Saturday, June 27, 2015

The Great Window Project of 2015

Two of the new windows.
The other two reflected in the lower right quadrant will go in the dining room.
Our house will be one hundred years old in 2019, and many of our windows are original. Several times a year I answer a knock and get a new window pitch from a vendor selling window replacements in our older neighborhood.

Until now, we've hesitated: it's a big project after all, and if energy efficiency were not an issue, I would tend to retain rather than replace. However, most are hard to open and some of them have storm windows that make cleaning next to impossible.

Bob is taking a break and admiring his work
A month or so ago we cleaned the aluminum porch windows, which are themselves over fifty years old, and obviously well past their prime.
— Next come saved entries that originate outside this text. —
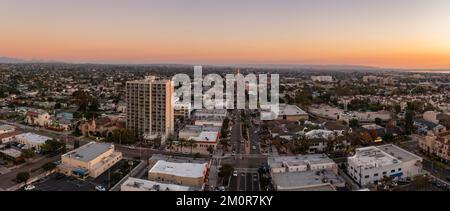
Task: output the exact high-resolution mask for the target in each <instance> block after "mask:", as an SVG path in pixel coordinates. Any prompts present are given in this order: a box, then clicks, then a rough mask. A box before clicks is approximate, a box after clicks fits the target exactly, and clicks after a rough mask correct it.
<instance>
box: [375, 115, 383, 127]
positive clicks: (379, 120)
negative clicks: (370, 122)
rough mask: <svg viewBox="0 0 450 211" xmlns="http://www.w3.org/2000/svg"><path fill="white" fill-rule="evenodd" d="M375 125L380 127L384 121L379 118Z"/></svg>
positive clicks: (377, 120) (375, 123)
mask: <svg viewBox="0 0 450 211" xmlns="http://www.w3.org/2000/svg"><path fill="white" fill-rule="evenodd" d="M375 124H377V125H380V126H381V124H383V120H382V119H380V118H379V117H377V118H375Z"/></svg>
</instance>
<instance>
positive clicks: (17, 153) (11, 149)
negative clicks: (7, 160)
mask: <svg viewBox="0 0 450 211" xmlns="http://www.w3.org/2000/svg"><path fill="white" fill-rule="evenodd" d="M0 152H1V153H3V154H5V155H8V156H11V157H13V158H18V157H20V155H22V152H21V151H19V150H16V149H5V150H0Z"/></svg>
We decided that this year, we would replace four first-story windows and all the porch windows. The four new windows arrived last week and Scott H. began the work earlier this week.

Today Bob started on prepping some of the frames for painting, since the entire porch will need a fresh coat of paint. The old paint is thick and cracked, and Bob decided that he would use a blowtorch to remove the paint. Of course, this is universally considered to be a bad, dangerous idea but common sense didn't prevail in this instance. Perhaps lead paint fumes affect the mind.


The old wood looks pretty good
The fire extinguisher is within reach
Armed with a blowtorch, sander, scraper and fire extinguisher, he began the work a couple of hours ago. I decided to stay inside, in case I need to call 911 for some reason, but he's almost finished now and it looks like he's done fine. The job actually looks quite good, though the scope of the project has been curtailed since the work began. Scott told him jokingly that it would take a year to burn all the paint off ... and that estimate seems fairly accurate. Looks like sanding the wood and painting over it may be "good enough" for all but the boards done today.

We're happy with the look of the new windows. They are very similar to the original ones, and easy to open and close. At about $200 per window, replacing all the old windows seems like a viable plan to execute over the next year.

The smell of burned paint should dissipate soon.